Jika melihat pada keefektifan suatu sekolah dalam menggapai visi, mengemban misi, dan menjalankan aktivitas pendidikan mempersyaratkan adanya seorang kepala sekolah yang efektif, yaitu seorang kepala sekolah yang mampu mengelola sumber daya manusia maupun non-manusia secara efektif dan efisien. Lebih-lebih, dalam beberapa tahun terakhir ini pemerintah memperkenalkan dan menggalakkan manajemen peningkatan mutu berbasis sekolah (School Based Quality Improvement), yang lebih dikenal dengan manajemen berbasis sekolah (School Based Management), kehadiran kepala sekolah yang efektif merupakan komponen organik, sebab bagaimanapun banyaknya sarana dan prasarana pendidikan yang dimiliki sekolah, betapapun besarnya dana yang tersedia bagi pembiayaan operasional sekolah, dan betapapun banyaknya sumber daya manusia yang tersedia untuk mengoperasikan kegiatan sekolah, semuanya akan sia-sia belaka bilamana tidak dikelola secara profesional oleh kepala sekolah yang efektif dan efisien.
Dari berbagai kompetensi yang harus dimiliki seorang kepala sekolah, Kepala sekolah harus mampu memotivasi, mendorong, menggalang, mengarahkan, membimbing, mensuprvisi seluruh pendidik dan tenaga kependidikan yang menjadi tanggung jawabnya dalam satu kesatuan ’nawaitu” menggapai visi, mengemban misi, dan melaksanakan program aksi yang telah direncanakan dengan melibatkan seluruh stakeholder. Oleh karena itu seorang kepala sekolah dipandang perlu memiliki konsep dan strategi kepemimpinan, supervisi pembelajaran, dan motivasi guru.

B. Kepemimpinan

1. Konsep Kepemimpinan
Kepemimpinan merupakan keseluruhan proses mempengaruhi, mendorong, mengajak, menggerakkan, dan menuntun orang lain dalam proses kerja agar berfikir, bersikap, dan bertindak sesuai dengan aturan yang berlaku dalam rangka mencapai tujuan yang telah ditetapkan. Kepemimpinan hakikatnya dapat muncul kapan dan dimanapun, apabila ada unsur-unsur :
1. Orang yang memimpin.
2. Orang-orang yang dipimpin.
3. Kegiatan atau tindakan penggerakkan untuk mencapai tujuan.
4. Tujuan yang ingin dicapai bersama.

Begitu pula kepemimpinan kepala sekolah dalam suatu institusi pendidikan, maka dalam menjalankan program yang telah direncanakan atau diorganisasikan perlu didukung dengan sebuah kepemimpinan yang efektif dan didukung pula oleh seluruh pendidik dan tenaga kependidikan. Kehadiran seorang kepala sekolah sangat esensial, mengingat kepala sekolah merupakan motor penggerak bagi sumber daya yang dimiliki pada suatu sekolah/madrasah. Karena itu, kepala sekolah disebut juga sebagai fungsi organik dalam proses manajemen.

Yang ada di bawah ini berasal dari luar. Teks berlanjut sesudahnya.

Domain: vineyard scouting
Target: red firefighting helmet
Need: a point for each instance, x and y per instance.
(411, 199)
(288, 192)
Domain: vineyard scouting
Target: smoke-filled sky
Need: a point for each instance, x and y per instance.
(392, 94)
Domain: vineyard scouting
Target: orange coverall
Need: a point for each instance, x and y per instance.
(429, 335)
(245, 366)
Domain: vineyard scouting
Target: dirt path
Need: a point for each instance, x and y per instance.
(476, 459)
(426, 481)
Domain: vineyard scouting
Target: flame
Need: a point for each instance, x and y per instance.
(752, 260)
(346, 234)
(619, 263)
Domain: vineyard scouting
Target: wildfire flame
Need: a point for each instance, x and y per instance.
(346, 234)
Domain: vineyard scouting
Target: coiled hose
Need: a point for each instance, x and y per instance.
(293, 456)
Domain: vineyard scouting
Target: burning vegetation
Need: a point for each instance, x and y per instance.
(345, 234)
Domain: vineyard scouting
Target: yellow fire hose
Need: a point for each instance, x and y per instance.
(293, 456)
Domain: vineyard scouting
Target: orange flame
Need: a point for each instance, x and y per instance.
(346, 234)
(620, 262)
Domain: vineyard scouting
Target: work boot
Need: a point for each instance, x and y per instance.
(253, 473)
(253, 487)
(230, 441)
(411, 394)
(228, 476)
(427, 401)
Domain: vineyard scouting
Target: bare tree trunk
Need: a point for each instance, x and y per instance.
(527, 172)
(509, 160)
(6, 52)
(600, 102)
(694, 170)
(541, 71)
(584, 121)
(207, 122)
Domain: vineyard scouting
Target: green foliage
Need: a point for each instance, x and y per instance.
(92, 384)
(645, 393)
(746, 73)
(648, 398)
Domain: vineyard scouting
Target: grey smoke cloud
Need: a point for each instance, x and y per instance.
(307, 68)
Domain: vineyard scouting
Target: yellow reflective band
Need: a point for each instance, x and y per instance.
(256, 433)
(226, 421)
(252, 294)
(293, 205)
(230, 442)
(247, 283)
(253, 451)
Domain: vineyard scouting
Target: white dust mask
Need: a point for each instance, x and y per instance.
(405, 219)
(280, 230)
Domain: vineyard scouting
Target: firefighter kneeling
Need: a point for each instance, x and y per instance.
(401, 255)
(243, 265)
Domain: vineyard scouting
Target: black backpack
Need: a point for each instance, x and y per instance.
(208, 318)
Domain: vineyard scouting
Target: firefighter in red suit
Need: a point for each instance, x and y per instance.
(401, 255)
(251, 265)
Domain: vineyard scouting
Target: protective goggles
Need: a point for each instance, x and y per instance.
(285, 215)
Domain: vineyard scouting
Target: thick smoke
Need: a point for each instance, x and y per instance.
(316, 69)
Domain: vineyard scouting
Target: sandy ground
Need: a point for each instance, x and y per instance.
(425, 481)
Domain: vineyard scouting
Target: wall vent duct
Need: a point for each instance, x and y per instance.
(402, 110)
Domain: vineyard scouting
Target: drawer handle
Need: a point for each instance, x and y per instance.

2. Syarat-syarat untuk Menjadi Kepala Sekolah yang Sukses
Kepala Sekolah merupakan pemimpin di Siapapun yang menjadi pemimpin sekolah harus memenuhi syarat-syarat pemimpin agar sukses dalam kepempimpinnya di sekolah, baik kepribadian, pengetahuan, dan ketrampilan, sebagaimana diuraikan berikut ini:
1. Seorang pemimpin harus dapat memiliki sifat-sifat pribadi yang terpuji, antara lain ramah, periang, antusias, berani, murah hati, spontan, percaya diri, dan memiliki kepekaan sosial yang tinggi, menerima pendapat orang lain.
2. Seorang pemimpin harus dapat memikirkan, merumuskan tujuan visi, misi, kondisi, dan aksi yang ingin dicapai, dan menginformasikannya kepada staf agar mereka sepenuhnya memahami yang ingin dicapai bersama.
3. Seorang pemimpin harus memiliki ketrampilan dalam bidang yang dipimpinnya. Pemimpin pendidikan harus terampil dalam bidang pendidikan. Dengan keterampilan tersebut diharapkan pemimpin dapat membantu stafnya dalam mengatasi masalah-masalah yang sedang dihadapi.


C. Supervisi
Beberapa kenyataan menunjukkan bahwa para pelaksana supervisi pendidikan cenderung mempersepsikan supervisi pembelajaran adalah sama dengan penilaian dan inspeksi. Realita pelaksanaan supervisi pembelajaran cenderung menilai dan mengawasi. Realita pelaksanaan supervisi pembelajaran cenderung pada aspek teknis administratif. Padahal supervisi pembelajaran bukanlah penilaian dan inspeksi.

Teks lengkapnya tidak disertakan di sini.